Ten years of a near zero interest rate environment has accelerated the trend to passive investing and BLK has been the main beneficiary. As in all cycles the 10 year secular trend to passive investing is starting to slow as market volatility and downside protection awareness make comebacks in normalized market environments. While there are certainly strong merits to some passive investing, it is the strategy du jour of QE induced bull markets where price discovery and volatility are dampened by the incessant flows of free money. We believe that the tide of mindless “indexing” because its cheap is starting to turn. Since 2016 BlackRocks Organic inflow growth rate has decelerated to approximately 2% on a yoy basis. Coincidently, 2018 briefly marked the return of volatility in Q4 and investors were reminded that they own 100% up capture and 100% down capture in their in newly passive portfolios.


Fee Compression:

The race to the bottom in fees is one competition that BlackRock is not leading. Despite industry ETF 10 year growth CAGR of 21%, fees have only compressed over that time period. In the last 7 years, BlackRock’s fee effective fees have declined nearly 18% adjusting for acquisitions. More importantly BLK’s average fee on tier top 20 ETF by asset is nearly 2.5 greater than their best competitor Vanguard who has as blended fee of 7 bps on their top 20 ETFs.  



Source: Company Filings

BlackRock Effective Fee:

Source: Company Presentation



As the preeminent commoditized asset gatherer there was a time where an industry CAGR of 21%, 60% share in net flows, and a legacy high margin active management business, deserved a premium multiple to the peer group. That time is over. Pick a number, a modest 20% premium to peers is 12x 2020 EPS 29 getting you $350 20% downside. Any inability to manage the SG&A pressures the denominator and should the market stop rewarding commoditized businesses as if they are hyper growth subscription models relative to their peers the multiple could easily be 10x $29 bucks getting you to $290, 33% downside.

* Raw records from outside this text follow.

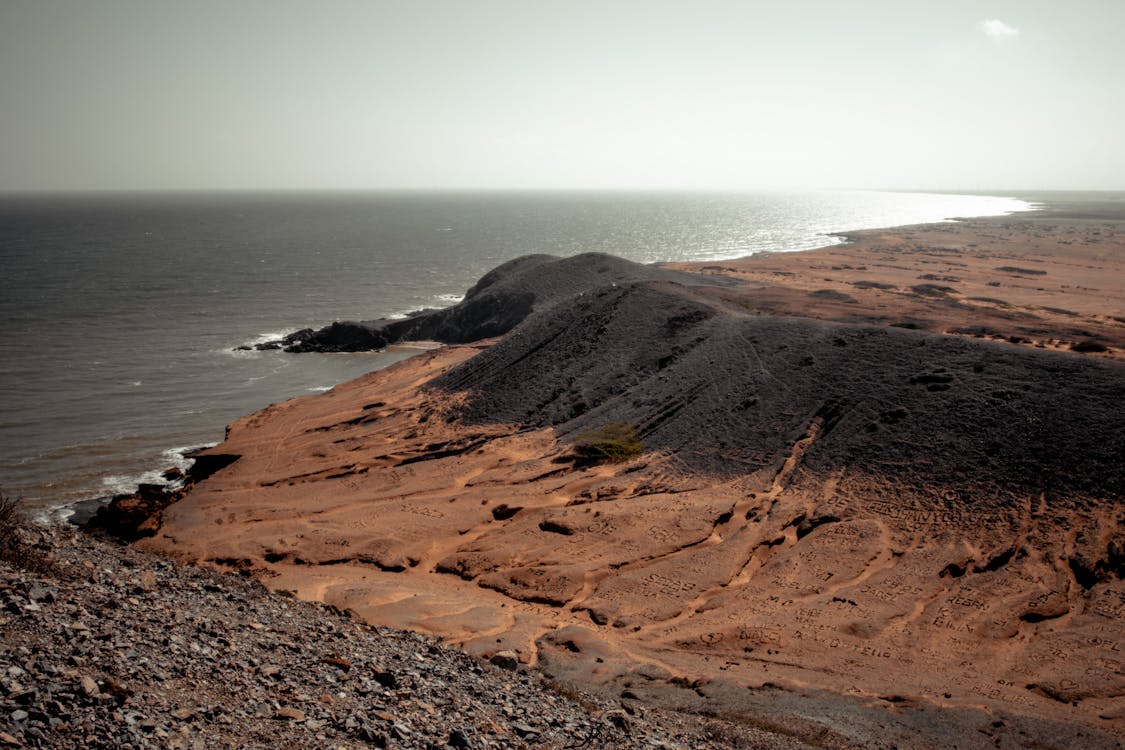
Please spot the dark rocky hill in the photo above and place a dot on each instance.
(496, 304)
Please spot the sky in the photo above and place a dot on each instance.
(957, 95)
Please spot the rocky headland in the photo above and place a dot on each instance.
(870, 496)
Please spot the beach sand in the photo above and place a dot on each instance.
(917, 603)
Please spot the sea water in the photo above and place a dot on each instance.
(122, 313)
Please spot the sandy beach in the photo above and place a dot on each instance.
(880, 502)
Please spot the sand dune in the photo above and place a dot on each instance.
(862, 532)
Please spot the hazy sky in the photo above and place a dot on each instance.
(630, 93)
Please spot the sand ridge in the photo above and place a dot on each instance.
(858, 562)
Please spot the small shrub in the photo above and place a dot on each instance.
(613, 443)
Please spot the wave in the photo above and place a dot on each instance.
(123, 484)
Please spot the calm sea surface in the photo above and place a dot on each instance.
(120, 312)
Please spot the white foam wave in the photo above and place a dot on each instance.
(261, 339)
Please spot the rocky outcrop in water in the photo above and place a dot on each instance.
(495, 305)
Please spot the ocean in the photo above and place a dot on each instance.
(122, 313)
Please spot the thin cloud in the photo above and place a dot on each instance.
(997, 29)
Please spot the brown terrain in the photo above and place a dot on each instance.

There is no smoking gun here. This is a slow death that has a premium multiple for a business that has declining economics. The stock doesn't kill you on beta up days and has lost the momentum bid that was present in 2017 making this a far more compelling short than in the past. We reiterate that despite continued growth in flows it comes at lower margin and is less incremental to the bottom line making the premium multiple unwarranted. We expect 10x 2020 EPS of 29, target price of $290, 33% downside.


I do not hold a position with the issuer such as employment, directorship, or consultancy.
I and/or others I advise hold a material investment in the issuer's securities.